Carey was never concerned that Daniela would allow her schoolwork to suffer. Before the pandemic, Daniela got credits at a local college and interned at a hospital, laser-focused on getting into her dream college of San Jose State University, where she hopes to study forensics.

Several weeks ago, after driving to the restaurant to drop off gift cards for groceries, Carey helped Daniela speak with one of her supervisors about reducing her hours. The teen wanted to focus more on school and also get some breathing room. Daniela’s stepdad had been getting more work. Her mom was having some success buying wholesale items and reselling them for a profit.
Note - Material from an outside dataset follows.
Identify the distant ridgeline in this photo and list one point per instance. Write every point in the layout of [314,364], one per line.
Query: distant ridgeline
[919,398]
Daniela now works three full days a week instead of four. Her mom also started helping more with the bills. Daniela still pays for the household’s phone and internet.

“I just like helping out my mom whenever I can. I don’t complain. I prefer for her to use that money she’s earning right now from the resale for her to find more stuff. I just prefer for her to keep that money and invest in something,” she said, sitting on her bed where her baby sister is curled up sleeping beside her.

Daniela’s classes take place in the morning before she goes to work. She’s hoping to graduate early and maybe take an EMT class. She’s gotten used to a solitary lifestyle. Shuttling solely between home and work is the new normal.

Her friend, the one also working long hours, is now looking to leave her job and has been inquiring about roles at Daniela’s restaurant. But sales have been going down. “It’s hard to pay the staff when we’re not getting enough money,” let alone bring on another employee, Daniela said.

For now, she’s reached a delicate homeostasis. She tries to avoid thinking about the elements that could throw it off balance.

“Before school ended a few months ago, when I was doing this, I was feeling overwhelmed. I didn’t have time to do my schoolwork. Hopefully this time I find some way to make it work,” she said sitting in front of a bright blue bedroom wall decorated with a photo collage. “I just don’t have time for myself a lot.”

In response to the publication of this story, Daniela has started a crowdfunding page to receive donations to help her family.